In her majority opinion, O'Connor took the first approach, citing Brown v. Board of Education, the 1954 decision in which the court outlawed segregated public schools.
But Thomas' dissent emphasized the points that prisoners enjoy fewer rights than other peoples and that the courts traditionally defer to the judgment of prison officials. Thomas also said that California had a special problem with racially based prison gangs, noting that "there are at least five major gangs in this country--the Aryan Brotherhood, the Black Guerrilla family, the Mexican Mafia, La Nuestra Familia and the Texas syndicate--all of which originated in California's prisons."
Beyond the issue of segregation in prisons, yesterday's opinions shed light on a continuing debate among the justices about whether some racial distinctions are more offensive to the Constitution than others.
In her majority opinion, O'Connor cited not only Brown v. Board of Education, in which blacks were the victims of discrimination, but two cases in which the court took a "color-blind" approach to discrimination. One was Powers v. Ohio, a 1991 case in which the court held that a white defendant could challenge the prosecution's exclusion of blacks from the jury.
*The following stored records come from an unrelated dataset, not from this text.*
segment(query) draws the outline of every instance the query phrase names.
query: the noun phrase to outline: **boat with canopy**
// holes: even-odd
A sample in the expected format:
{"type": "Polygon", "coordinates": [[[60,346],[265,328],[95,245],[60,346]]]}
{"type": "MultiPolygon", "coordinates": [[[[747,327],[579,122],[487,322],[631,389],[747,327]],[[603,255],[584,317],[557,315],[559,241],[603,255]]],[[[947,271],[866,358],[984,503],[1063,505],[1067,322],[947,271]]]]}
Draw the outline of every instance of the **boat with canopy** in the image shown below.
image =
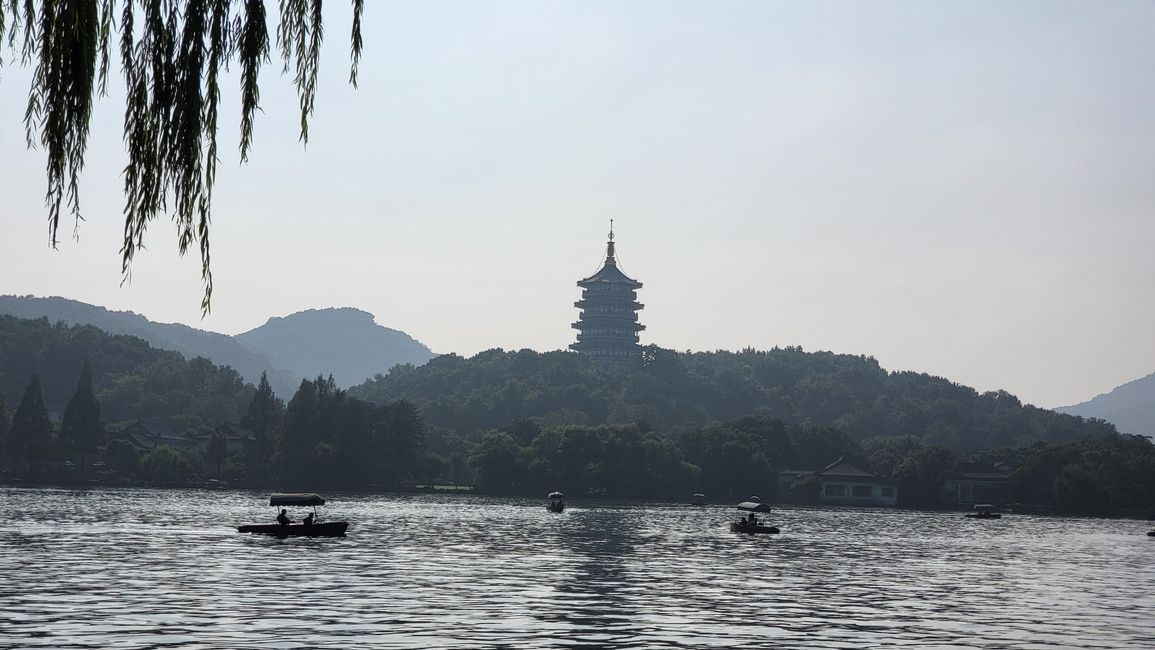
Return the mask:
{"type": "Polygon", "coordinates": [[[769,513],[770,506],[762,503],[758,497],[750,497],[749,500],[738,504],[738,512],[748,512],[749,516],[743,516],[738,521],[730,522],[730,532],[734,533],[749,533],[751,535],[777,535],[778,527],[767,524],[764,520],[758,519],[757,513],[769,513]]]}
{"type": "Polygon", "coordinates": [[[312,506],[313,512],[300,523],[285,519],[288,523],[245,524],[237,526],[239,533],[258,533],[276,537],[344,537],[349,528],[347,521],[321,521],[317,506],[325,505],[325,499],[312,492],[278,493],[269,497],[269,505],[280,508],[312,506]]]}
{"type": "Polygon", "coordinates": [[[549,493],[549,505],[545,507],[550,512],[565,512],[565,495],[561,492],[549,493]]]}

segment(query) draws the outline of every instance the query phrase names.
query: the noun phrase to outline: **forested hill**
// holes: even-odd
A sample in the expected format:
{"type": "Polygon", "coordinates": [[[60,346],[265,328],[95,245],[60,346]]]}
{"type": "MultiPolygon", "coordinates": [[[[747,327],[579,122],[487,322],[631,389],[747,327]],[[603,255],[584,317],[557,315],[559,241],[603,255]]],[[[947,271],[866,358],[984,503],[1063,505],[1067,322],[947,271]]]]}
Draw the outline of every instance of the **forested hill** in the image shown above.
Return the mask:
{"type": "Polygon", "coordinates": [[[185,360],[136,337],[0,315],[0,394],[10,408],[36,374],[45,405],[59,418],[85,361],[108,424],[142,419],[183,431],[235,422],[254,390],[230,368],[185,360]]]}
{"type": "Polygon", "coordinates": [[[154,323],[128,311],[111,311],[67,298],[0,296],[0,314],[94,325],[128,334],[186,359],[204,357],[229,366],[256,384],[261,373],[280,395],[291,395],[302,378],[332,375],[346,388],[399,363],[422,364],[433,352],[405,332],[378,325],[372,314],[353,309],[309,309],[274,317],[237,336],[179,323],[154,323]]]}
{"type": "Polygon", "coordinates": [[[110,334],[127,334],[148,341],[162,350],[175,350],[186,359],[204,357],[213,363],[229,366],[251,384],[256,384],[262,372],[279,393],[297,389],[302,375],[295,375],[285,366],[274,366],[269,359],[255,352],[227,334],[199,330],[180,323],[154,323],[130,311],[112,311],[68,298],[37,298],[35,296],[0,296],[0,314],[17,318],[47,318],[50,322],[64,321],[73,325],[94,325],[110,334]]]}
{"type": "Polygon", "coordinates": [[[443,355],[396,367],[350,394],[379,404],[408,400],[428,424],[466,437],[524,418],[542,426],[643,422],[668,431],[750,414],[833,426],[859,440],[914,436],[960,453],[1114,432],[1106,422],[1024,405],[1004,391],[980,394],[941,377],[888,372],[873,357],[791,347],[679,353],[650,346],[629,371],[569,352],[443,355]]]}

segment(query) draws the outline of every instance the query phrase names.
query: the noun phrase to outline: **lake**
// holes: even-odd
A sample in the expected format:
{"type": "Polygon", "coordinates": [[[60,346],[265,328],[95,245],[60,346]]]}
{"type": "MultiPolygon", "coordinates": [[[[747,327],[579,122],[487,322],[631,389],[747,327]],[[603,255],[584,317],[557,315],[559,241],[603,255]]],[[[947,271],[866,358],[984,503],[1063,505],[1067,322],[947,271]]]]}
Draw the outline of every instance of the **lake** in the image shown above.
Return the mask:
{"type": "Polygon", "coordinates": [[[1155,648],[1150,522],[325,495],[0,490],[0,647],[1155,648]],[[290,508],[299,518],[304,508],[290,508]]]}

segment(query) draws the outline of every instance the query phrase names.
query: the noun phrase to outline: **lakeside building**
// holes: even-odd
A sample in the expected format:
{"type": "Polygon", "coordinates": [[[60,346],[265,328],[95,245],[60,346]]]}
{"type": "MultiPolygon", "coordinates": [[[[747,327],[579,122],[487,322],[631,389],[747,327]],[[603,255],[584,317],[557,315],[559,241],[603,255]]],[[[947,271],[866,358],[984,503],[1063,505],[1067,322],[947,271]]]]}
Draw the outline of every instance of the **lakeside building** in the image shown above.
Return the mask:
{"type": "Polygon", "coordinates": [[[852,465],[842,458],[817,471],[786,469],[778,472],[780,495],[805,498],[796,494],[795,485],[800,483],[810,483],[811,489],[817,489],[817,501],[822,505],[898,505],[897,481],[852,465]]]}
{"type": "Polygon", "coordinates": [[[244,453],[249,446],[257,442],[257,437],[252,431],[231,422],[223,422],[209,431],[175,433],[164,427],[149,427],[140,420],[110,430],[108,440],[109,442],[124,440],[132,445],[138,454],[148,453],[161,446],[200,453],[208,447],[212,435],[218,432],[224,435],[229,454],[244,453]]]}
{"type": "Polygon", "coordinates": [[[614,256],[614,222],[610,221],[606,259],[602,267],[582,280],[582,299],[573,305],[581,310],[572,327],[578,331],[577,342],[570,349],[599,363],[629,365],[638,363],[642,347],[638,333],[646,329],[638,322],[638,312],[645,305],[638,302],[642,283],[618,268],[614,256]]]}
{"type": "Polygon", "coordinates": [[[943,497],[958,505],[1003,503],[1010,477],[1005,463],[959,463],[943,480],[943,497]]]}

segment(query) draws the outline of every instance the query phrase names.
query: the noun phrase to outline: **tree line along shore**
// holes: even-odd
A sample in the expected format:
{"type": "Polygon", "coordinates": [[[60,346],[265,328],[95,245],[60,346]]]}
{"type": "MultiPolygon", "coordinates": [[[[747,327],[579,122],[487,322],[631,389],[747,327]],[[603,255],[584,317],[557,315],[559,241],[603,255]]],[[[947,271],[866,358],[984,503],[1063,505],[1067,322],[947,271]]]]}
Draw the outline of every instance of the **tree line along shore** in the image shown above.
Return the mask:
{"type": "Polygon", "coordinates": [[[349,390],[305,380],[286,402],[265,378],[254,387],[88,326],[0,318],[0,334],[7,481],[808,503],[821,495],[805,474],[841,460],[892,482],[902,507],[958,506],[944,485],[975,463],[1005,473],[1000,501],[1018,508],[1155,504],[1149,439],[864,356],[649,346],[637,367],[606,369],[491,350],[349,390]],[[799,480],[784,483],[784,470],[799,480]]]}

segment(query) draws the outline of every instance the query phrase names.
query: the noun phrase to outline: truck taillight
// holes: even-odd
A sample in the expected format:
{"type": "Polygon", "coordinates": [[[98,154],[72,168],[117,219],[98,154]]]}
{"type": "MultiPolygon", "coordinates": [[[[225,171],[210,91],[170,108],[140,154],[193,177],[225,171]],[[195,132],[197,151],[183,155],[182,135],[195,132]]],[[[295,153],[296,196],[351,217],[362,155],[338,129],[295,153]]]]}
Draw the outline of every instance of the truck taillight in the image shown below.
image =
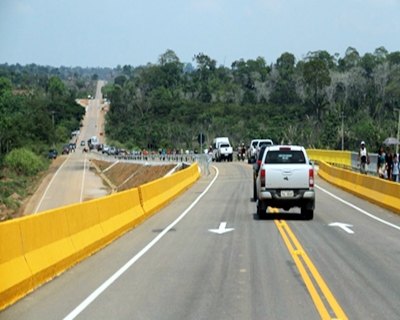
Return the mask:
{"type": "Polygon", "coordinates": [[[308,185],[310,188],[314,188],[314,169],[308,170],[308,185]]]}
{"type": "Polygon", "coordinates": [[[265,177],[266,177],[266,172],[265,169],[261,169],[260,171],[260,181],[261,181],[261,187],[265,187],[265,177]]]}

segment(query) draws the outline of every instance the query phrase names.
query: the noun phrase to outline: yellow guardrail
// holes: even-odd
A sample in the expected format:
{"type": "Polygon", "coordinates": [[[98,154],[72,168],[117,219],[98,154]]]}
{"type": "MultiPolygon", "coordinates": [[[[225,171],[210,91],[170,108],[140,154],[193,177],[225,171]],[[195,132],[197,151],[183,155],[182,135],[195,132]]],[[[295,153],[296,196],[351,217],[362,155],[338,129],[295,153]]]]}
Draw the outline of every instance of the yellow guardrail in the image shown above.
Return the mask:
{"type": "Polygon", "coordinates": [[[197,163],[100,199],[0,224],[0,310],[141,223],[191,186],[197,163]]]}
{"type": "Polygon", "coordinates": [[[351,152],[337,150],[307,149],[308,157],[314,161],[325,161],[343,166],[351,166],[351,152]]]}
{"type": "Polygon", "coordinates": [[[318,175],[354,195],[400,213],[400,183],[368,176],[319,162],[318,175]]]}

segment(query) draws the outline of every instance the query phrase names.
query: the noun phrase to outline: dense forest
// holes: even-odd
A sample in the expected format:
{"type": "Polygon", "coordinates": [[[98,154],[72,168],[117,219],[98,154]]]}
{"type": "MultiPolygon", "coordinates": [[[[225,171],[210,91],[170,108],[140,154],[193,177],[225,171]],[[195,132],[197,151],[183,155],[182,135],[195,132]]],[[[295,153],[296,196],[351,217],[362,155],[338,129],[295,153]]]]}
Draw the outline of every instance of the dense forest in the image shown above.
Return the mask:
{"type": "Polygon", "coordinates": [[[0,159],[13,149],[40,154],[68,142],[85,112],[75,99],[94,92],[92,77],[36,65],[0,65],[0,159]]]}
{"type": "Polygon", "coordinates": [[[172,50],[156,64],[124,66],[103,88],[111,101],[106,133],[128,147],[198,148],[228,136],[234,144],[252,138],[307,147],[375,151],[397,135],[400,52],[377,48],[361,56],[310,52],[296,61],[283,53],[217,66],[200,53],[182,63],[172,50]]]}

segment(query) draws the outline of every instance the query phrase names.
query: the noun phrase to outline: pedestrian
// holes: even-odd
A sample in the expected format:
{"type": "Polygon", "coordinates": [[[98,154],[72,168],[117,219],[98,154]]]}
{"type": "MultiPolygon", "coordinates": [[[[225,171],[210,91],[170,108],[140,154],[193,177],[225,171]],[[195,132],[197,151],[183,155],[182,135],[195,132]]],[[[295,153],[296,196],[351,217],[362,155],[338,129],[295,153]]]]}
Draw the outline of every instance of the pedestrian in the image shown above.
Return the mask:
{"type": "Polygon", "coordinates": [[[358,161],[360,162],[360,172],[367,174],[367,166],[369,165],[369,155],[365,142],[361,141],[360,150],[358,151],[358,161]]]}
{"type": "Polygon", "coordinates": [[[385,162],[386,162],[386,177],[385,178],[388,180],[392,180],[393,155],[392,155],[392,151],[390,150],[390,147],[387,147],[387,149],[386,149],[385,162]]]}
{"type": "Polygon", "coordinates": [[[397,154],[395,153],[393,156],[393,166],[392,166],[392,180],[394,182],[399,182],[399,159],[397,158],[397,154]]]}
{"type": "Polygon", "coordinates": [[[379,148],[378,151],[378,161],[377,161],[377,174],[379,176],[379,178],[385,178],[386,175],[386,154],[385,154],[385,150],[383,147],[379,148]]]}

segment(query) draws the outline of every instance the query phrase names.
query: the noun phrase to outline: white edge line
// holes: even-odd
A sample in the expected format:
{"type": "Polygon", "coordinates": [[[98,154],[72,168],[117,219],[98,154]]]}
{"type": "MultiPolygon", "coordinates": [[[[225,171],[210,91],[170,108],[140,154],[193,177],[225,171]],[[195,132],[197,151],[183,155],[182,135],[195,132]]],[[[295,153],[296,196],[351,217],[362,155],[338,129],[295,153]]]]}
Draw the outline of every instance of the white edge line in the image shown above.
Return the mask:
{"type": "Polygon", "coordinates": [[[145,253],[147,253],[158,241],[163,238],[168,231],[170,231],[179,221],[181,221],[193,207],[203,198],[203,196],[208,192],[214,182],[217,180],[219,171],[216,167],[216,175],[214,179],[210,182],[207,188],[196,198],[194,202],[183,212],[181,215],[172,222],[168,227],[166,227],[157,237],[155,237],[151,242],[149,242],[141,251],[139,251],[131,260],[129,260],[125,265],[123,265],[117,272],[115,272],[110,278],[108,278],[100,287],[93,291],[80,305],[78,305],[71,313],[69,313],[64,320],[75,319],[83,310],[85,310],[97,297],[102,294],[110,285],[112,285],[121,275],[125,273],[133,264],[136,263],[145,253]]]}
{"type": "Polygon", "coordinates": [[[44,191],[43,196],[42,196],[42,198],[40,199],[39,204],[37,205],[37,207],[36,207],[34,213],[37,213],[37,212],[39,211],[39,208],[40,208],[40,206],[42,205],[42,202],[43,202],[44,198],[46,197],[47,192],[49,191],[49,189],[50,189],[50,187],[51,187],[51,185],[52,185],[54,179],[56,178],[56,176],[58,175],[58,173],[61,171],[62,167],[64,167],[64,165],[67,163],[67,160],[68,160],[68,159],[69,159],[69,155],[68,155],[68,157],[64,160],[64,162],[62,163],[62,165],[57,169],[57,171],[56,171],[56,173],[53,175],[53,177],[51,178],[51,180],[50,180],[49,184],[47,185],[46,190],[44,191]]]}
{"type": "Polygon", "coordinates": [[[386,220],[383,220],[383,219],[381,219],[381,218],[378,218],[377,216],[374,216],[373,214],[371,214],[371,213],[369,213],[369,212],[367,212],[367,211],[365,211],[365,210],[363,210],[363,209],[357,207],[356,205],[354,205],[354,204],[352,204],[352,203],[350,203],[350,202],[348,202],[348,201],[346,201],[346,200],[343,200],[342,198],[339,198],[338,196],[334,195],[333,193],[329,192],[328,190],[326,190],[326,189],[324,189],[324,188],[322,188],[322,187],[320,187],[320,186],[317,186],[317,185],[315,185],[315,186],[316,186],[319,190],[321,190],[321,191],[325,192],[326,194],[330,195],[332,198],[335,198],[336,200],[338,200],[338,201],[344,203],[345,205],[348,205],[349,207],[351,207],[351,208],[357,210],[358,212],[360,212],[360,213],[362,213],[362,214],[364,214],[364,215],[370,217],[371,219],[374,219],[374,220],[376,220],[376,221],[378,221],[378,222],[380,222],[380,223],[386,224],[387,226],[392,227],[392,228],[394,228],[394,229],[400,230],[400,227],[399,227],[399,226],[397,226],[397,225],[395,225],[395,224],[393,224],[393,223],[390,223],[390,222],[388,222],[388,221],[386,221],[386,220]]]}

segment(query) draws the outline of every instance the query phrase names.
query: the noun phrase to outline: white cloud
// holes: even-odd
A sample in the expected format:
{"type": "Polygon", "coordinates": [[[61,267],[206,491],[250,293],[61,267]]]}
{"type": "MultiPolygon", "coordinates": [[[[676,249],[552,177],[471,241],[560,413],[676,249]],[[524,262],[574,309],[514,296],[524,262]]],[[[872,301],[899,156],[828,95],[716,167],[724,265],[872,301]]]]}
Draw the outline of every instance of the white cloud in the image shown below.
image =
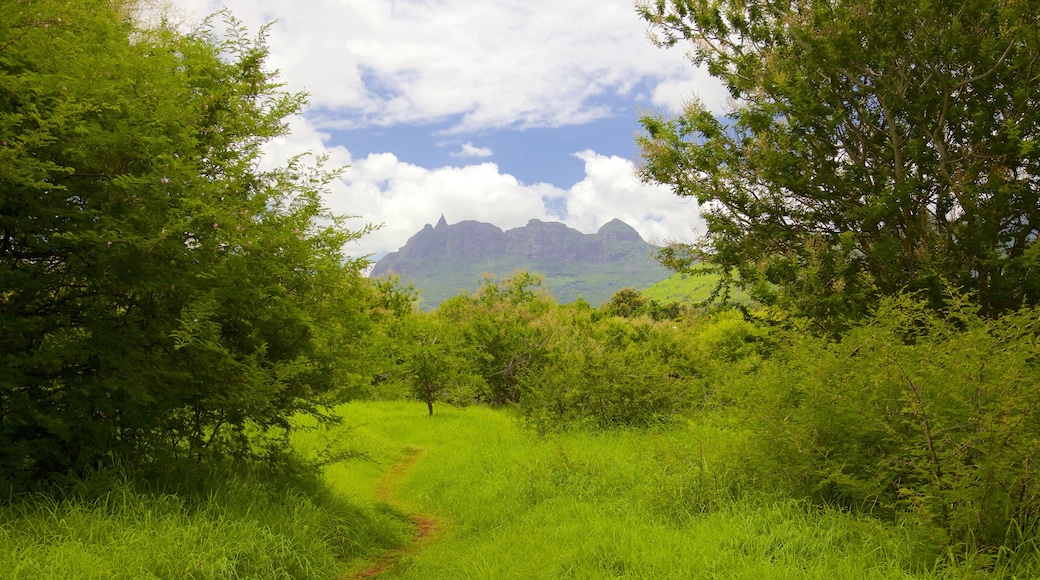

The other was O'Connor's own majority opinion in a 1993 decision finding fault with a North Carolina congressional reapportionment plan drawn to maximize the influence of black voters.
That inspired Ginsburg, joined by Souter and Breyer, to file a concurring opinion emphasizing that she saw a difference between racial classifications like the segregation of prisoners in California and other classifications, such as those used in university affirmative-action programs, that are designed to compensate for past discrimination.